O VET 14/2023 , referente à Lei Geral do Esporte , é que o que tem maior número de dispositivos vetados. Apesar de 57 itens do veto já terem sido apreciados, ainda há outros 340 para análise dos congressistas.
O veto ao Estatuto do Pantanal ( VET 36/2025 ) também aguarda a deliberação sobre 41 dispositivos rejeitados pela Presidência da República. Entre os trechos vetados, estão regras de manejo do fogo e sugestão para uso de áreas desmatadas ilegalmente ou degradadas na implantação de novos empreendimentos, em detrimento da sua recuperação ambiental.
Os vetos presidenciais nos marcos regulatórios do setor elétrico e do transporte público coletivo urbano também devem ser analisados pelos parlamentares. Entre os trechos rejeitados no marco do setor elétrico ( VET 42/2025 ), está o que permite o ressarcimento por cortes de geração (curtailment), abrangendo todos os eventos de origem externa, independentemente da causa.
No VET 30/2026 , referente ao transporte público, estão dispositivos como o que obriga União, estados e municípios a custear gratuidades e descontos tarifários com recursos orçamentários, além da previsão de prazo de cinco anos para adequação das legislações locais.

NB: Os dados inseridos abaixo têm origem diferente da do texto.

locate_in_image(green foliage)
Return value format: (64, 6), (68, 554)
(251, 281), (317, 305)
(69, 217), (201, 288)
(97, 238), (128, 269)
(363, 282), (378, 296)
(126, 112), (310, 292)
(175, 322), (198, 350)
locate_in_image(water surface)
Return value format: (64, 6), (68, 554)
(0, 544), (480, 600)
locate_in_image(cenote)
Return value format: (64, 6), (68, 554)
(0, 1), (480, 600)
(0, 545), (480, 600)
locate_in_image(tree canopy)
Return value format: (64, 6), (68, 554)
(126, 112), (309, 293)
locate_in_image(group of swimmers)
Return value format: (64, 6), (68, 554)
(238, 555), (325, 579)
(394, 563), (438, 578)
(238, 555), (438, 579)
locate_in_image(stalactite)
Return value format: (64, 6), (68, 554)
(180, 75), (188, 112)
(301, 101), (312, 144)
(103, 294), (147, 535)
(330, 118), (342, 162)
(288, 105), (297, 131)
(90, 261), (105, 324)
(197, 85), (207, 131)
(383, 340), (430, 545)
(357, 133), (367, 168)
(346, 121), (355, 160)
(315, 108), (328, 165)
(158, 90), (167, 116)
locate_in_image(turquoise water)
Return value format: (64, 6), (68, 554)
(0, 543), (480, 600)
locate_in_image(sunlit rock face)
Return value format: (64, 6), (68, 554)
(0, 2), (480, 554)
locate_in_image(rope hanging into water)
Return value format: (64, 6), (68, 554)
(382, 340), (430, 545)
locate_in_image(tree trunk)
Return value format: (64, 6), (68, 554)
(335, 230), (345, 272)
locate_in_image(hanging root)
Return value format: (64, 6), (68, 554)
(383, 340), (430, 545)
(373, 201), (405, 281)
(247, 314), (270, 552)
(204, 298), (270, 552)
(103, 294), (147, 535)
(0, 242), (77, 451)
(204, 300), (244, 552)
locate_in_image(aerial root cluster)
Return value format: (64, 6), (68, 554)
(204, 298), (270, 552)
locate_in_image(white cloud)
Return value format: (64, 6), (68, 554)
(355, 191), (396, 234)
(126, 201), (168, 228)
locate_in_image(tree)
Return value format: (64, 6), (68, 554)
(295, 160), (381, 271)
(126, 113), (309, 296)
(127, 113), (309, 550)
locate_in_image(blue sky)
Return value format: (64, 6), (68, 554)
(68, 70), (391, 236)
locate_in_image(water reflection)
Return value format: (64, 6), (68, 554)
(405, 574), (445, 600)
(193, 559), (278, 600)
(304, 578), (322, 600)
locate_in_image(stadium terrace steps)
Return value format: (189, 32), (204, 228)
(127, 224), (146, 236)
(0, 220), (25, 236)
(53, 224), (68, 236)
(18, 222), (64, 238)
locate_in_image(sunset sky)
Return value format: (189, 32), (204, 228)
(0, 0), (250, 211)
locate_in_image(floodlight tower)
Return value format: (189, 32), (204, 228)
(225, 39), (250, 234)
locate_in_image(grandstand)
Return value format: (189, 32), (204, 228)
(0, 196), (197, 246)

Recém-sancionado como Lei 15.474 , o projeto de lei que autoriza uso de spray de pimenta para defesa pessoal de mulheres ( PL 727/2016 ) teve 16 dispositivos vetados ( VET 39/2026 ). Entre os itens não acatados pelo Executivo, está o que permite a aquisição dos aerossóis por menores de 18 anos, mediante autorização expressa dos responsáveis.
Em vigor há pouco mais de um mês, a Política Nacional para Estudantes com Altas Habilidades ou Superdotação foi sancionada com veto a 32 trechos ( VET 33/2026 ). Alguns deles tratam de triagem educacional anual em massa e identificação precoce. Outro trecho rejeitado prevê a criação de um centro de referência em cada unidade da Federação.